High noon, high drama - members pay a visit to the ladies of Litchfield at lunch. When viewing schedules are set by people and not programmers, lunchtime becomes no binging exception. Across the world, drama accounts for nearly half (47%) of viewing between noon and 2PM (an increase of 5% compared to the rest of the day) to the likes of Orange is the New Black, Narcos and Sherlock. Midday streaming is especially prevalent in Brazil where members are 25% more likely to watch at this time compared to the rest of the world - who says drama series are strictly evening fare?

Taking the Netflix binge on the road - members in India catch up on House of Cards during their daily commute. Workers in India are kicking off the daily grind with characters like Frank and Claire Underwood from House of Cards, and Harvey and Mike from Suits keeping them company when stuck in bumper-to-bumper traffic. Compared to the rest of the world, India is 82% more likely to stream at 9AM. A behaviour that continues on the 5PM ride home too with the same binge-worthy drama titles.

Opposite genres attract when we watch in bed - members trade the Demogorgon for Kimmy Schmidt. It’s no surprise thrillers like Stranger Things and Breaking Bad are being enjoyed in the evening - globally the genre sees a 27% increase come9PM. But viewers are kicking Walter White and The Demogorgon out of bed and restoring balance with partners like Kimmy Schmidt (Unbreakable Kimmy Schmidt) and Dave Chappelle before they hit the hay - apparently members around the world choose to start and end their day with a laugh.

Late nights are for learning - watchers prefer Chef’s Table as a midnight snack. Globally, 15% of streaming happens between midnight and 6AM and even rises as high as 21% in Japan and South Korea.
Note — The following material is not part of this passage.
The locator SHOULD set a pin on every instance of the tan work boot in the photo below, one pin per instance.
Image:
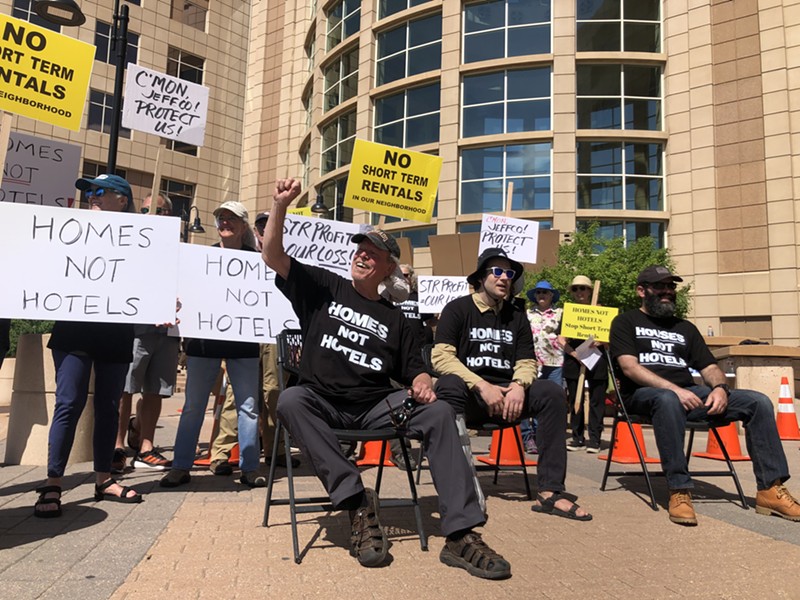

And what these night owl members are watching is not what you think - documentaries see a 24% increase in viewing during this time, including titles like AbstractMaking a Murderer and Planet Earth. The pursuit for quality entertainment (and knowledge) doesn’t dim when the lights go out.

When it comes to defining the new ‘rules’ of TV watching, Frank Underwood said it best: “If you don’t like how the table is set, turn over the table.”

Six months of Netflix streaming data was used for this analysis to draw time of day insights on the following countries: Argentina, Australia, Brazil, Canada, Colombia, Germany, Spain, France, United Kingdom, India, Italy, Japan, South Korea, Mexico, Malaysia, Netherlands, New Zealand, Philippines, Poland, Portugal, Singapore, and United States. Peak viewing hours were identified based on weekday viewing as well as the hours certain genres peaked in relation to the genre’s overall share of daily viewing. Where relevant, data was adjusted to account for timezones.